The material issue of a house, however, is a matter not so much of imagination and spirit as it is of particular, joinable, weighty substance—it is brick and wood, it is foundation and beam, sash and sill; it is threshold and door and the latch upon the door. In the seventies and the eighties, in this part of the world if not everywhere, there was an ongoing, monstrous binge of building, or tearing back and rebuilding—and carting away of old materials to the (then-titled) dump. Which, in those days, was a lively and even social place. Work crews made a continual effort toward bulldozing the droppings from the trucks into some sort of order, shoving at least a dozen categories of broken and forsaken materials, along with reusable materials, into separate areas. Gulls, in flocks like low, white clouds, screamed and rippled over the heaps of lumber, looking for garbage that was also dumped, and often in no particular area. Motels, redecorating, would bring three hundred mattresses in the morning, three hundred desks in the afternoon. Treasures, of course, were abundantly sought and found. And good wood—useful wood—wood it was a sin to bury, not to use again. The price of lumber had not yet skyrocketed, so even new lumber lay seamed in with the old, the price passed on to the customer. Cut-offs, and lengths. Pine, fir, oak flooring, shingles of red and white cedar, ply, cherry trim, also tarpaper and insulation, screen doors new and old, and stovepipe old and new, and bricks, and, more than once, some power tools left carelessly, I suppose, in a truck bed, under the heaps of trash. This is where I went for my materials, along with others, men and women both, who simply roved, attentively, through all the mess until
they found what they needed, or felt they would, someday, use. Clothes, furniture, old dolls, old highchairs, bikes; once a child's metal bank in the shape of a dog, very old; once a set of copper-bottomed cookware still in its original cartons; once a bag of old Christmas cards swept from the house of a man who had died only a month or so earlier, in almost every one of them a dollar bill.
Here I found everything I needed, including nails from half-full boxes spilled into the sand. All I lacked—only because I lacked the patience to wait until it came along—was one of the ridge beams; this I bought at the local lumber company and paid cash for; thus the entire house cost me $3.58.
Oh, the intimidating and beautiful hardwoods! No more could I cut across the cherry or walnut or the oak than across stone! It was pine I looked for, with its tawny pattern of rings, its crisp knots, its willingness to be broken, cut, split, and its fragrance that never reached the air but made the heart gasp with its sweetness. Plywood I had no love of, though I took it when found and used it when I could, knowing it was no real thing, and alien to the weather, and apt to parch and swell, or buckle, or rot. Still, I used it. My little house was a patchwork. It was organic as a garden. It was free of any promise of exact inches, though at last it achieved a fair if not a strict linearity.

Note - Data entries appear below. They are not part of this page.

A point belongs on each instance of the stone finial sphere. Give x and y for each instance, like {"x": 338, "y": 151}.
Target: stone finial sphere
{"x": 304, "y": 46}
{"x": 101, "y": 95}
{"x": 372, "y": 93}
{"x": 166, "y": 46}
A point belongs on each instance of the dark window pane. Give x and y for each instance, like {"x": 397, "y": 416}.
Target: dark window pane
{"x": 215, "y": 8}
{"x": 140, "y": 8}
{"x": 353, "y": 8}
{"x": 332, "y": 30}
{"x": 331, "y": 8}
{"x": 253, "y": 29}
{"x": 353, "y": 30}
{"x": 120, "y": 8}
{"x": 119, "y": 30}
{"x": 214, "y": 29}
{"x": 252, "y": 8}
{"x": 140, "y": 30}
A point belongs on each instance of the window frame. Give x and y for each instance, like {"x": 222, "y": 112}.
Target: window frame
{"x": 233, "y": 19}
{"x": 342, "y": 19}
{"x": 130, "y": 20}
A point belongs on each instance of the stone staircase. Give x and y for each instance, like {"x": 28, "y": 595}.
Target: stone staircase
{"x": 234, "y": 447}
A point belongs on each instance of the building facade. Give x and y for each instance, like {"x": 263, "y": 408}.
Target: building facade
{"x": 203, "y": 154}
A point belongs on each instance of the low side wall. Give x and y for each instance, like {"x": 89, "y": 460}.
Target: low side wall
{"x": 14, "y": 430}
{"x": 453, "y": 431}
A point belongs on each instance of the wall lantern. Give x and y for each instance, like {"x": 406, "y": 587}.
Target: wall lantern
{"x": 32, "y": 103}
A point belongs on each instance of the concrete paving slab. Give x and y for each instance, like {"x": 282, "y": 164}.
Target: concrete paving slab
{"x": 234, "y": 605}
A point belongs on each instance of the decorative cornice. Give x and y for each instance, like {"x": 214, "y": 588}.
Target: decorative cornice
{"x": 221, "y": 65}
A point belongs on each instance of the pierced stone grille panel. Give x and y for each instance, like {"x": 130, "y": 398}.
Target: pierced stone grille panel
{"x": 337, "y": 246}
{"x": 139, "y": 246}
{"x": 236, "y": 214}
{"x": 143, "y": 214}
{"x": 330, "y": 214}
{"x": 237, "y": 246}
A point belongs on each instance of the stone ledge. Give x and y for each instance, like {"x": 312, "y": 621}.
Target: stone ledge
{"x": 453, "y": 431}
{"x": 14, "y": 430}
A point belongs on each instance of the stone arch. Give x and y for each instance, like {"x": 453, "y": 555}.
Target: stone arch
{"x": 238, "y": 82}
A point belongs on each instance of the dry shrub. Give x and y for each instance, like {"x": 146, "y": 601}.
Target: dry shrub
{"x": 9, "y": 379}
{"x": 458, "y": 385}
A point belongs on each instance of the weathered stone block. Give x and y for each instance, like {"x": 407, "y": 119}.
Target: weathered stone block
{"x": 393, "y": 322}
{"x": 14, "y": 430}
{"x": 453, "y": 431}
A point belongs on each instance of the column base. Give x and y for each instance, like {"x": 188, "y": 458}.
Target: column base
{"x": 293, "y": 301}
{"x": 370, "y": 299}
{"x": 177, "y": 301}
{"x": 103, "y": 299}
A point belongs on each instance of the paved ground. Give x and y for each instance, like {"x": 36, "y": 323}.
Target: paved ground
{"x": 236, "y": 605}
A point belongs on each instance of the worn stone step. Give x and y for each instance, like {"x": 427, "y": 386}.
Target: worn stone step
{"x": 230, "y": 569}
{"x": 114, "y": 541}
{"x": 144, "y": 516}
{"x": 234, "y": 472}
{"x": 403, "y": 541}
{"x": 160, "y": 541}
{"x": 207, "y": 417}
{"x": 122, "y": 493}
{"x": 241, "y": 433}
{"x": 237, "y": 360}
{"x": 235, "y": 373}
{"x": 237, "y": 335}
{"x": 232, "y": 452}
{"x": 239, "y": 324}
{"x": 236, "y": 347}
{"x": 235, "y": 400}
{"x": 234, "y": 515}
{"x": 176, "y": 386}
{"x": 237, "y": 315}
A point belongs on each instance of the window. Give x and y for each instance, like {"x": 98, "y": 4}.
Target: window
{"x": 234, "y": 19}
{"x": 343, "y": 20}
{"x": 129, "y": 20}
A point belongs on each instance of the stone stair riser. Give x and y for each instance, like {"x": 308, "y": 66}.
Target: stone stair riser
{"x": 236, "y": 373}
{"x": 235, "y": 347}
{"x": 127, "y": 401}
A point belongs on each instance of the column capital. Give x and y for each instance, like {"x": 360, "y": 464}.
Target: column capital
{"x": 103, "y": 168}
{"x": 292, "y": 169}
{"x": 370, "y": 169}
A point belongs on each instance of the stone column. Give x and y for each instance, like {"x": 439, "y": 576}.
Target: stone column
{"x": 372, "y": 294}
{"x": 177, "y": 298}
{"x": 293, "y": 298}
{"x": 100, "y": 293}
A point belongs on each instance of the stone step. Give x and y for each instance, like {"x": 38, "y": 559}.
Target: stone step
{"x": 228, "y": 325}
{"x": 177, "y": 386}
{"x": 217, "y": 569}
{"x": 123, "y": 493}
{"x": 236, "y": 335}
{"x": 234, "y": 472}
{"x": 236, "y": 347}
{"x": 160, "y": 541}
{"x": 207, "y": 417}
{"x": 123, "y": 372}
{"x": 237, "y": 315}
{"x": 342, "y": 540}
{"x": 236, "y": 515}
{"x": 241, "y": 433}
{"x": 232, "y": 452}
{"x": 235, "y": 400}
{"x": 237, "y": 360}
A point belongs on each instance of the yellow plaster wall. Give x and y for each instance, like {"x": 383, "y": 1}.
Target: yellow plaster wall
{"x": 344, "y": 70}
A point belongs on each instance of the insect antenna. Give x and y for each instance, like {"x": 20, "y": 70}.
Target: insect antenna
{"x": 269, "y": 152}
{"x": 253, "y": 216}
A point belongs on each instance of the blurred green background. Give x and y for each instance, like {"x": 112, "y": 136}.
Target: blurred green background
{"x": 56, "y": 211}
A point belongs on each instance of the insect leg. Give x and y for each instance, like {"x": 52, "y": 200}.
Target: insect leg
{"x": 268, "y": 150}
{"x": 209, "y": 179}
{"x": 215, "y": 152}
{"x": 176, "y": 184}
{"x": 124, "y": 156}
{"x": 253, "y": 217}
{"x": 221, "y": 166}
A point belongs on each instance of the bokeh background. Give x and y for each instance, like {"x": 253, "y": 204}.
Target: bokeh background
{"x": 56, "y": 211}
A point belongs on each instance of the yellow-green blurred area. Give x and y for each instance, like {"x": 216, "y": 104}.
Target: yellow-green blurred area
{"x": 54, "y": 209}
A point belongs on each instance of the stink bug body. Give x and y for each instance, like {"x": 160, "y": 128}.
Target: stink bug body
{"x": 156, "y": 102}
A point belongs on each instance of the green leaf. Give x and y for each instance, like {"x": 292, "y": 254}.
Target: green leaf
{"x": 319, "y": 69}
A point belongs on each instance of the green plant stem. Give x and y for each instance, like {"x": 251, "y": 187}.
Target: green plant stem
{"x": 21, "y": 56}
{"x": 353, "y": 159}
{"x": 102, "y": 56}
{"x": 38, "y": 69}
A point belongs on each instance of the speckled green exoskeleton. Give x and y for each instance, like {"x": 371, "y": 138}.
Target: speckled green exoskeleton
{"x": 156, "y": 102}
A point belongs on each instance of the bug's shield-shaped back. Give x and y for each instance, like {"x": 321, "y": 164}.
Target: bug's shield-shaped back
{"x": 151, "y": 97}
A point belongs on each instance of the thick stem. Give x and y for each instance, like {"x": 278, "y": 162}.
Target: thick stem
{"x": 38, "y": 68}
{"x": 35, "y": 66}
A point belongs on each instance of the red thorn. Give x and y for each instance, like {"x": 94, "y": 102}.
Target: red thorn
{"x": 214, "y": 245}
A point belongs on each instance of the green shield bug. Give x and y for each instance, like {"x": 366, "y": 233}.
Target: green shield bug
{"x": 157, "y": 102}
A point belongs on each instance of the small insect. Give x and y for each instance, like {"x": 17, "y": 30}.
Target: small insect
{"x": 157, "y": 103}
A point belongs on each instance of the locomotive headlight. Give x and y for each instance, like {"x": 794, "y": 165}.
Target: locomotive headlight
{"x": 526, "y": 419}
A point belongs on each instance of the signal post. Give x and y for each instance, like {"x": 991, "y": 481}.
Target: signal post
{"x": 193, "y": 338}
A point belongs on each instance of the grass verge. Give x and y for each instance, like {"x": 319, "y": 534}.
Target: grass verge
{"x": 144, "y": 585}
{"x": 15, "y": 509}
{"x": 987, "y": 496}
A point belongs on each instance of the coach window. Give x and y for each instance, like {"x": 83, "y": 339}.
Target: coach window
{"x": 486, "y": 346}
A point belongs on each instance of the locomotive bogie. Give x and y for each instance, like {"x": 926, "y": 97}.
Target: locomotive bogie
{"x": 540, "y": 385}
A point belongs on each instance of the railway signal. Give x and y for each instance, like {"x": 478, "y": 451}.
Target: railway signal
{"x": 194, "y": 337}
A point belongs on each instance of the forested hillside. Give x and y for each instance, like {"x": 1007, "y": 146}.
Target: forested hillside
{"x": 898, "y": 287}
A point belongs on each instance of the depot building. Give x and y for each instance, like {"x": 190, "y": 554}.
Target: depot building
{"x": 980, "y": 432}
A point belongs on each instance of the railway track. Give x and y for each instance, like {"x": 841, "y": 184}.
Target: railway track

On its foundation of old railroad ties, its framing of old wood, old ply, its sheets of tarpaper, its rows of pale shingles, it stood up. Stemming together everything with sixpenny nails, eight-penny nails, spikes, screws, I was involved, frustrated, devoted, resolved, nicked and scraped, and delighted. The work went slowly. The roof went on, was shingled with red cedar. I was a poet, but I was away for a while from the loom of thought and formal language; I was playing. I was whimsical, absorbed, happy. Let me always be who I am, and then some.